Often times I have wildly romantic expectations of a place or idea and find within the private conversations of my head that Im reminding myself to tone down the expectation and allow something to be as it will be. This was that, that which was more than I could have expected or hoped for with the incredible addition of what it simply was. Which is to say the dreamy notion of the unexpected. The water was filled with plankton which were biolumencent, so that when I would swim at night my entire body would glow a neon green, I would wear goggles and open my eyes underwater which looked as if you were traveling through time and space, thousands of bead like plankton glowing brilliant green rushing towards the eyes. While in the sky above a meteor shower approached, and as I lay on my back in the glowing waters of the night, shooting stars reminded me just how profound a place this is, and how phenomenal to be alive, to know, to learn, and to find nature as it is.
I must tell you as I write this I am very romanced by the experiences as seen above and the potential that is.
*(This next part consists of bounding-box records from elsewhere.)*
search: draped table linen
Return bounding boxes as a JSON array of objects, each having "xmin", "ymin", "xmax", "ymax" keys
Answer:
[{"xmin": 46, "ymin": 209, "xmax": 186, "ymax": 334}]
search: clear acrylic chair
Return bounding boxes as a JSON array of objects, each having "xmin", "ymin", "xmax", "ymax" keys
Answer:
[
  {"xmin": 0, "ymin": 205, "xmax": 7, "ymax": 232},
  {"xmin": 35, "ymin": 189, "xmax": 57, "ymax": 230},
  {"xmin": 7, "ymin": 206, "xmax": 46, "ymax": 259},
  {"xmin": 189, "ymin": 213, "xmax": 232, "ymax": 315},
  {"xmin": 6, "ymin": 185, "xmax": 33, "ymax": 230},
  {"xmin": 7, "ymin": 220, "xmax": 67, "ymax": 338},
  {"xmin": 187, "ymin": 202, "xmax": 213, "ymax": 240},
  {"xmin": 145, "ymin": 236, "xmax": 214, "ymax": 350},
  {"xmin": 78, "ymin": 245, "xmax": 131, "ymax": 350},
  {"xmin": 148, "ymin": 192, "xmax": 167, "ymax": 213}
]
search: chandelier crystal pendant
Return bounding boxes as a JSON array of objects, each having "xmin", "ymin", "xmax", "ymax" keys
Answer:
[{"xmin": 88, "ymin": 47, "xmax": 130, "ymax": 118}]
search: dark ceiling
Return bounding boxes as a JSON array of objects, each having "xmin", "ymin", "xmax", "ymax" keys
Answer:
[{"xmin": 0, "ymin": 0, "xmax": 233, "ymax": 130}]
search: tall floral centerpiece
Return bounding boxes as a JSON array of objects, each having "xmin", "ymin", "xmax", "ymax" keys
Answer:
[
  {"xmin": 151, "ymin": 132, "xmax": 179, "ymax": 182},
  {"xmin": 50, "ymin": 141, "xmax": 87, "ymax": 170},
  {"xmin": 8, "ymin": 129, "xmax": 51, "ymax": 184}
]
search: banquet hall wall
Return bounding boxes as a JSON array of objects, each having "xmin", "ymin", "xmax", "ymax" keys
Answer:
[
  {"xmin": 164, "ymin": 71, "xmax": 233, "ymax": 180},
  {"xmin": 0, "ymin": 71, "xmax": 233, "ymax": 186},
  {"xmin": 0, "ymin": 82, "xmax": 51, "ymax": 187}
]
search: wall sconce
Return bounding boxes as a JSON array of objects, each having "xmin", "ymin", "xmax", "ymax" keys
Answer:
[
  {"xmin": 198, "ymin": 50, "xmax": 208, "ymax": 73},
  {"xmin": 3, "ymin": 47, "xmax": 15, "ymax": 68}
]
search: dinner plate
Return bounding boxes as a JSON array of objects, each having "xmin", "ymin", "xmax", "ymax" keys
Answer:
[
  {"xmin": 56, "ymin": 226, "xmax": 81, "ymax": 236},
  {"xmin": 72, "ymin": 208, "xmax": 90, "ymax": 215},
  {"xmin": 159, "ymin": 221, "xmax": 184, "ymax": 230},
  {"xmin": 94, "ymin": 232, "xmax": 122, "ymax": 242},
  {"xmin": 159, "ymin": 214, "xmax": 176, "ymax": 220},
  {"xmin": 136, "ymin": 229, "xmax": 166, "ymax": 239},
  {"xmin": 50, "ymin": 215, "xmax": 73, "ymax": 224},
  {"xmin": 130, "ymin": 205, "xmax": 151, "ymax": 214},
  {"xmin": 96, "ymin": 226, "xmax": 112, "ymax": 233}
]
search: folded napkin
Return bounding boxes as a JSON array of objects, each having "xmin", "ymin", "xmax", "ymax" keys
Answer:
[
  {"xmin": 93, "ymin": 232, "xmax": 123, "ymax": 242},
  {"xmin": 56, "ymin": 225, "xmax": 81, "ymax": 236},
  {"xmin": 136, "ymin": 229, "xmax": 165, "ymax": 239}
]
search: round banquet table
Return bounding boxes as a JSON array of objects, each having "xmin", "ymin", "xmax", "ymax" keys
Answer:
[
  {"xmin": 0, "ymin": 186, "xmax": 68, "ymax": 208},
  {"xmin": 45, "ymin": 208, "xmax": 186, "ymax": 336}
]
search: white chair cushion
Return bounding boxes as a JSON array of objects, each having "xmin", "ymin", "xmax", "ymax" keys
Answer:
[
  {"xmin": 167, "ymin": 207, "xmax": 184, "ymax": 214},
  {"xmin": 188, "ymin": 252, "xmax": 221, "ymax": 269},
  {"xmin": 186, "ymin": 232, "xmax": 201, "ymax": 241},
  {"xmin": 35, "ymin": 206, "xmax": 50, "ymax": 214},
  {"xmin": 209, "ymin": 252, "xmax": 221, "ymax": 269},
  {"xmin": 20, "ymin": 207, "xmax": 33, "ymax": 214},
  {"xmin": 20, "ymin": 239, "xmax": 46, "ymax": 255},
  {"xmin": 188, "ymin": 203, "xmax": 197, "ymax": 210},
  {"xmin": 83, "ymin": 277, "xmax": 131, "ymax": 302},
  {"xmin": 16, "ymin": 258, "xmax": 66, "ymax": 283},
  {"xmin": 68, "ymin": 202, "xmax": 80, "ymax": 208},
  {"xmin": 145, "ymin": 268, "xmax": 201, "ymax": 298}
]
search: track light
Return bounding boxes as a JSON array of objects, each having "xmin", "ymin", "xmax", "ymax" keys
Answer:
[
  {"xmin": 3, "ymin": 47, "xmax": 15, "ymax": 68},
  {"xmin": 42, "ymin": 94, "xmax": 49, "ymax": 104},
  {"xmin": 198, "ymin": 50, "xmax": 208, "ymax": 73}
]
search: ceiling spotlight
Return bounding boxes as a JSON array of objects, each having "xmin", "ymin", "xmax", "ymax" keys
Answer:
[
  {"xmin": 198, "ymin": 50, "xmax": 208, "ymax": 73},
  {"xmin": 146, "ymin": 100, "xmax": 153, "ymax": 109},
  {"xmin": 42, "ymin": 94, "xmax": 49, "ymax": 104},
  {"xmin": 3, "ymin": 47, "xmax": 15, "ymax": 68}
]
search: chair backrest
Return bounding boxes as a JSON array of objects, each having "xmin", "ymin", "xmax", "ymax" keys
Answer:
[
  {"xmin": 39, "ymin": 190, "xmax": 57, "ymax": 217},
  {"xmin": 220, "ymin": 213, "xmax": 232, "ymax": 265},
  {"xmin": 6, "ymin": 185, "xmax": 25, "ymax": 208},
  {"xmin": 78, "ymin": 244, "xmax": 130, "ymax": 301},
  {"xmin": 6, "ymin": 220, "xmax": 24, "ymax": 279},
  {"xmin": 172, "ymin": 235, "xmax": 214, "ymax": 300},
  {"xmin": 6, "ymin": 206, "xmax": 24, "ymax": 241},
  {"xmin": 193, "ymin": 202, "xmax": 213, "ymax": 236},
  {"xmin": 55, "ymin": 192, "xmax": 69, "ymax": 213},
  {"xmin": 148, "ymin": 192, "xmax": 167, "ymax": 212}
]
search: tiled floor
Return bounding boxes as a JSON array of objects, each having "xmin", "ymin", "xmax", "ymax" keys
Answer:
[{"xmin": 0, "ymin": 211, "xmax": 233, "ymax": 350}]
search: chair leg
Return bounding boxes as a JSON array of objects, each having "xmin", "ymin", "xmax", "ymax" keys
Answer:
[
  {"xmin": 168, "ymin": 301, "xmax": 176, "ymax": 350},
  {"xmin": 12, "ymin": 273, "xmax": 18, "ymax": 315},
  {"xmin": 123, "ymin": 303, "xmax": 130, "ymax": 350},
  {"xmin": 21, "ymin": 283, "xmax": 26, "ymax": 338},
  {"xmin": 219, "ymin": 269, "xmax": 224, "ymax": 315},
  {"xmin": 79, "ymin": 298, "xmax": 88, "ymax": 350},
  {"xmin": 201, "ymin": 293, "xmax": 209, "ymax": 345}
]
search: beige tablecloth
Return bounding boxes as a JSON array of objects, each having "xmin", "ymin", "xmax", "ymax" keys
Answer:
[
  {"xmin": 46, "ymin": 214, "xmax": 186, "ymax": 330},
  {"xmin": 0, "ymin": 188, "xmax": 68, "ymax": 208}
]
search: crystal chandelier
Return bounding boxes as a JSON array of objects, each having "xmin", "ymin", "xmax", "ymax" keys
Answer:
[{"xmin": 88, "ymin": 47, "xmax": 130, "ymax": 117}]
The photos have turned out better than I had ever hoped they would and in doing so, they offer me a fresh sense of potential in the world. As if I am learning something new and experiencing an idea, concept, and potential that I had previously been entirely unaware of. The unknown, unknown. I loved taking these photos and felt every bit the profundity of their mysterious depth in color and emotion. The feelings seem surreal even now as I attempt to describe them. It is only my passion for art, creativity , and communication with words and enthusiasm that prevents me from saying that it was indescribable. It only feels that way as it is so far from the realm of what I have come to accept as my reality, through my own patterns and habits. Through the lens unto which I see reality. These hold me in a state of spellbound emotion, one that speaks to all that we can never know and how beautiful that can be. The same way that a sunset is no longer a sunset when we consider just how small we are, as its brilliant colors show us our tiny place amidst a universe that we call our own. To think of time and distance and that we are seeing something so far that its light left 8 minutes before and as it sets, someone, perhaps in Japan, is seeing a different light rise as we see it set. These speak of that light and of something once lived that is both sweet and salty with yet another tone speaking of a place I'd once known, but only as familiar as a fading dream. One that seems to reawaken and as soon as it could be recognized, its tail swims off into that sweet salty distance into which I could never follow.
All of this stirs a romance in me which recalls Shakespeare's words, "Every third thought shall be my grave." It is not to be morbid, but rather motivating, to find the discomfort, examine the fear, for only now we are, Until soon.